La logica del modello in tempi “normali”, ossia in periodi non segnati da crisi economica, è la seguente: una politica fiscale espansiva (o restrittiva) influenza la domanda aggregata e conduce ad un maggiore (o minore) tasso di interesse (secondo la funzione di reazione del tasso di interesse della nota Regola di Taylor). Adottando il comportamento da “Stackelberg leader” indicato da Bean (1998), il modello prevede che il Tesoro interiorizzi questa prevedibile funzione di reazione delle autorità monetarie e rinunci dunque a qualunque tentazione (ad esempio pre-elettorale) di politica fiscale espansiva oltre il pieno impiego che possa provocare un boom inflazionistico.
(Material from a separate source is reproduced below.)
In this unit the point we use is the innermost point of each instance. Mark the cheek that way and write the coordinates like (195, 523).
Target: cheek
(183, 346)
In termini analitici: quando vi è pieno impiego, g – t non aumenta (e dunque neanche b) perché la crescita di y oltre il suo livello potenziale provocherebbe solo inflazione e la prevedibile reazione delle autorità monetarie. In tempi “normali” operano essenzialmente le prime tre equazioni, arrivando a conclusioni di politica economica del tutto simili al modello standard del New Consensus. Il processo dinamico di interazione tra autorità fiscali e monetarie segue infatti questa logica: una politica fiscale che incrementa il deficit pubblico condurrebbe ad un incremento anche nel debito pubblico futuro. Un incremento del debito pubblico farebbe crescere la ricchezza detenuta dal settore privato stimolando la domanda. Allo stesso tempo, però, un debito pubblico più alto spingerebbe le autorità monetarie ad aumentare il tasso di interesse al fine di mantenere la domanda costante.

Ad eccezione delle tesi sul debito pubblico dettate dall’equivalenza di Barro-Ricardo, quindi, le teorie cardine del New Consensus non vengono rigettate e la politica monetaria conserva il suo potere di determinare il livello della domanda nel breve periodo[11].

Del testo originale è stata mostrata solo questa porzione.